O desejo procura a queda porque ela é o impulso que temos para ser diferente de nós mesmos, diferente do que fomos até agora. Talvez seja por isso que entramos em relação

Vladimir Safatle
Competidor treina salto para o torneio Four Hills, na Áustria.
Competidor treina salto para o torneio Four Hills, na Áustria.RONALD WITTEK (EFE)
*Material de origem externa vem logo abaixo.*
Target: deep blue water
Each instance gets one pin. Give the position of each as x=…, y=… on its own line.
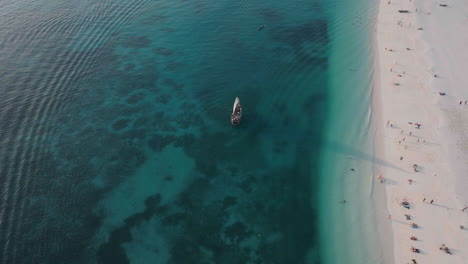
x=116, y=143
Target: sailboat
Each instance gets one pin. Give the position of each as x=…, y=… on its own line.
x=236, y=112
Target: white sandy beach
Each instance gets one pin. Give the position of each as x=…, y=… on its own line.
x=419, y=54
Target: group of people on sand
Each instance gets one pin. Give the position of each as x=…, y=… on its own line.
x=406, y=204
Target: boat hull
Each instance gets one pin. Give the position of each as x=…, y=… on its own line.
x=236, y=115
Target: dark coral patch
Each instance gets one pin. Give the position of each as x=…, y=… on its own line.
x=135, y=98
x=163, y=51
x=120, y=124
x=136, y=42
x=157, y=142
x=163, y=99
x=172, y=66
x=129, y=66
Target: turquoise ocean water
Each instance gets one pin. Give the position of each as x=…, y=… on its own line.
x=116, y=145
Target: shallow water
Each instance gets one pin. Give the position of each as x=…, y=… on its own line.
x=115, y=133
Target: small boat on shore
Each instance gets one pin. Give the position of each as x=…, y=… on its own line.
x=236, y=112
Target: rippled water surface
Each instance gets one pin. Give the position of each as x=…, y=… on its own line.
x=116, y=145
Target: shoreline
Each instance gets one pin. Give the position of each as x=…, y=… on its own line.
x=409, y=75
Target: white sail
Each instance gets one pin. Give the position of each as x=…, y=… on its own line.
x=236, y=102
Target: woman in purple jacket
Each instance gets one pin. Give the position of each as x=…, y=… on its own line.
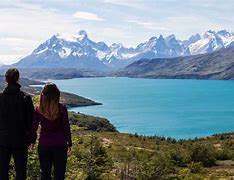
x=55, y=135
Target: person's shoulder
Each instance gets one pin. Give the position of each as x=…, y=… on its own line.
x=1, y=95
x=62, y=107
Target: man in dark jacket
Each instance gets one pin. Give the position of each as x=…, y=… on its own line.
x=16, y=113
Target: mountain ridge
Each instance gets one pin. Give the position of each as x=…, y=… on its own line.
x=216, y=65
x=78, y=51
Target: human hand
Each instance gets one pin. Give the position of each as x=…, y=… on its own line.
x=31, y=147
x=69, y=151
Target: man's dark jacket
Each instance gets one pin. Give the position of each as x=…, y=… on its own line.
x=16, y=114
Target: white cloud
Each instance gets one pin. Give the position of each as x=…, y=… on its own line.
x=87, y=16
x=9, y=58
x=148, y=25
x=136, y=4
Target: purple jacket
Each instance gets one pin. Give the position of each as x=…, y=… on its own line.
x=56, y=132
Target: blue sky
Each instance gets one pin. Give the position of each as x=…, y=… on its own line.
x=24, y=24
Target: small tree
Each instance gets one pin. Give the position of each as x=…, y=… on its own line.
x=97, y=161
x=204, y=154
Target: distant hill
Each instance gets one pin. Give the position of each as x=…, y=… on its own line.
x=216, y=65
x=79, y=52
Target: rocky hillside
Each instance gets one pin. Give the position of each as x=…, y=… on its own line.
x=217, y=65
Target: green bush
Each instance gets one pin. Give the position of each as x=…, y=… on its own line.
x=204, y=154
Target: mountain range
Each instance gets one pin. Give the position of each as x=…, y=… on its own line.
x=79, y=52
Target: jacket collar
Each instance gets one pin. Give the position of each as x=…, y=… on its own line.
x=12, y=88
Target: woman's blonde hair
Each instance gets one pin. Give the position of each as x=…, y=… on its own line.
x=49, y=101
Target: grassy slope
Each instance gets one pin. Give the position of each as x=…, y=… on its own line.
x=139, y=156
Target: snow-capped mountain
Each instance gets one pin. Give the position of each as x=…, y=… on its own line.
x=78, y=51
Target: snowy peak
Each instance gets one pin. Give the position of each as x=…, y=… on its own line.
x=81, y=35
x=78, y=51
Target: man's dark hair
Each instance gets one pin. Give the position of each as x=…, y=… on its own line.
x=12, y=76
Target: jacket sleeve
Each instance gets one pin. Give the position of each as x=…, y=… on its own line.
x=34, y=127
x=66, y=126
x=29, y=112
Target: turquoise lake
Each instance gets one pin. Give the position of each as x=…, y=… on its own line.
x=175, y=108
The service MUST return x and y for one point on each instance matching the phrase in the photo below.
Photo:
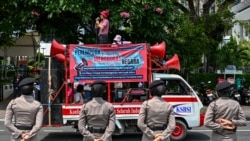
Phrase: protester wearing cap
(28, 114)
(102, 24)
(156, 118)
(224, 115)
(97, 115)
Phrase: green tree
(232, 54)
(212, 27)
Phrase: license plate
(237, 95)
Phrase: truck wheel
(180, 131)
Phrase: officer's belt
(24, 127)
(96, 129)
(229, 130)
(156, 128)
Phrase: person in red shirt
(102, 24)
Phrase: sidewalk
(4, 104)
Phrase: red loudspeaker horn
(56, 48)
(159, 49)
(60, 57)
(173, 63)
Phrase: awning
(26, 45)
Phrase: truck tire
(180, 131)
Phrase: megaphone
(159, 49)
(60, 57)
(56, 48)
(173, 63)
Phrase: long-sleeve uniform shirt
(156, 112)
(97, 114)
(224, 108)
(27, 112)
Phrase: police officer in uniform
(224, 115)
(156, 118)
(26, 112)
(97, 117)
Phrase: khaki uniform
(153, 115)
(26, 113)
(97, 120)
(224, 108)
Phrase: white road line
(211, 130)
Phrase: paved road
(68, 134)
(4, 104)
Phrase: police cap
(26, 81)
(156, 83)
(223, 85)
(98, 82)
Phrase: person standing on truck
(224, 115)
(79, 95)
(156, 118)
(97, 115)
(102, 24)
(24, 115)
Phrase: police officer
(26, 112)
(98, 115)
(224, 115)
(156, 118)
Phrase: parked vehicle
(130, 64)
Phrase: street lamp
(43, 49)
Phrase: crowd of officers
(156, 120)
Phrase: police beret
(98, 82)
(223, 85)
(26, 81)
(156, 83)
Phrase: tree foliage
(186, 31)
(233, 54)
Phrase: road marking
(193, 130)
(53, 131)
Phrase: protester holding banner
(102, 24)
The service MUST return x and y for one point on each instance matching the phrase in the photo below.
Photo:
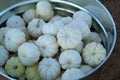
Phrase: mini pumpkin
(49, 69)
(14, 67)
(35, 27)
(4, 54)
(93, 53)
(47, 45)
(70, 59)
(69, 37)
(83, 15)
(44, 10)
(52, 28)
(72, 74)
(82, 26)
(28, 54)
(14, 37)
(31, 72)
(15, 21)
(2, 34)
(29, 15)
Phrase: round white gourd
(14, 37)
(82, 26)
(29, 15)
(31, 72)
(86, 68)
(14, 67)
(93, 37)
(66, 20)
(72, 74)
(69, 37)
(78, 48)
(70, 59)
(28, 54)
(2, 34)
(44, 10)
(52, 28)
(47, 45)
(49, 69)
(15, 21)
(2, 70)
(55, 18)
(3, 55)
(83, 15)
(93, 53)
(35, 27)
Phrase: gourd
(93, 37)
(2, 70)
(86, 68)
(2, 34)
(52, 28)
(44, 10)
(3, 55)
(47, 45)
(55, 18)
(83, 15)
(82, 26)
(31, 72)
(14, 37)
(14, 67)
(35, 27)
(29, 15)
(78, 48)
(15, 21)
(66, 20)
(93, 53)
(49, 69)
(69, 37)
(28, 54)
(70, 59)
(72, 74)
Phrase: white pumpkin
(2, 34)
(49, 69)
(47, 45)
(72, 74)
(70, 59)
(31, 72)
(28, 54)
(86, 68)
(22, 77)
(93, 37)
(44, 10)
(82, 26)
(2, 70)
(69, 37)
(14, 67)
(29, 15)
(83, 15)
(4, 54)
(52, 28)
(15, 21)
(35, 27)
(94, 53)
(14, 37)
(55, 18)
(66, 20)
(78, 48)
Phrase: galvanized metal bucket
(103, 21)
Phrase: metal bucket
(102, 20)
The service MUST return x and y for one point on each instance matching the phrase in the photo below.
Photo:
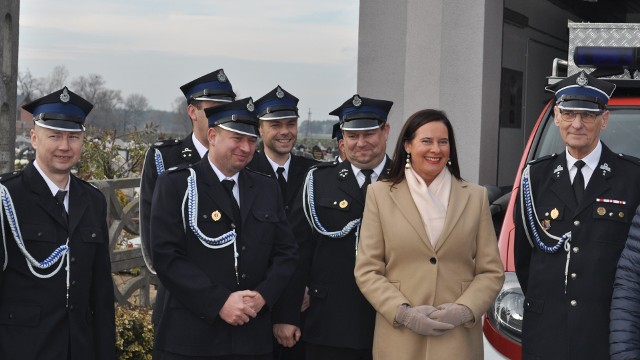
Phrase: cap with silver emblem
(361, 113)
(238, 116)
(277, 105)
(61, 110)
(214, 86)
(582, 91)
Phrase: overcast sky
(152, 47)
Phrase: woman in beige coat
(428, 257)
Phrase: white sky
(152, 47)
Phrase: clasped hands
(241, 306)
(433, 321)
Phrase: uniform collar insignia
(222, 77)
(186, 153)
(582, 80)
(558, 170)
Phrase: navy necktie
(60, 195)
(282, 181)
(228, 186)
(578, 181)
(367, 181)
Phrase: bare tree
(27, 84)
(134, 106)
(56, 80)
(105, 101)
(182, 121)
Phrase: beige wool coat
(397, 264)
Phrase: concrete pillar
(437, 54)
(9, 20)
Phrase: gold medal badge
(546, 224)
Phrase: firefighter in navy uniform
(222, 246)
(56, 291)
(207, 91)
(277, 113)
(326, 219)
(278, 116)
(572, 219)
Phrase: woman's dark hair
(408, 132)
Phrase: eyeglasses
(587, 117)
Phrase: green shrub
(134, 333)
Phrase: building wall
(437, 54)
(9, 21)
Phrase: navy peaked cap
(277, 105)
(361, 113)
(61, 110)
(582, 91)
(214, 86)
(238, 116)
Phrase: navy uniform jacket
(575, 324)
(339, 315)
(173, 152)
(298, 168)
(34, 320)
(200, 279)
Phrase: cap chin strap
(39, 123)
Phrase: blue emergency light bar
(607, 57)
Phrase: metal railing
(134, 284)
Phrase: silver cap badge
(64, 97)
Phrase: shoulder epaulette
(326, 164)
(92, 185)
(631, 159)
(544, 158)
(179, 167)
(165, 143)
(257, 172)
(11, 175)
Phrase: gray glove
(417, 319)
(454, 314)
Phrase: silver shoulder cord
(308, 205)
(147, 261)
(58, 255)
(190, 200)
(530, 216)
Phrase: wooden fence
(134, 284)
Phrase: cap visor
(280, 115)
(60, 125)
(224, 99)
(240, 128)
(361, 124)
(579, 105)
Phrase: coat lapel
(188, 151)
(42, 193)
(598, 183)
(78, 202)
(348, 183)
(561, 185)
(209, 185)
(401, 196)
(458, 199)
(247, 194)
(296, 178)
Eu sempre quis começar um texto perguntando-me por que livros de ética normalmente são tão ruins. Não falo apenas dos livros para grande público, normalmente repletos de descrições edificantes sobre virtudes que parecem feitas para animar palestras motivacionais de grandes empresas ou exortações morais que dificilmente escondem seu tom claramente redutor. Como se houvesse algo da ordem de palavras encantatórias que quanto mais repetidas mais teriam o dom de simplificar a existência e seus caminhos. Mesmo quando tais livros começam com um tom de ruptura e de rebeldia, é apenas para chegar a alguma digressão mágica sobre felicidade ou algum produto congênere da mesma família. Melhor seria se eles começassem por se perguntar por que a felicidade tornou-se historicamente, ao mesmo tempo, impossível e imoral para nós; por que ela deve começar por ser recusada se quisermos ainda permanecer fiel a seu impulso inicial. Parafraseando Kafka, dizer que há felicidade, mas não para nós, seria uma maneira de começar por lembrar que a verdadeira decisão ética aqui consiste em recusar qualquer compromisso com a permanência de uma situação histórica fundada na infelicidade de muitos.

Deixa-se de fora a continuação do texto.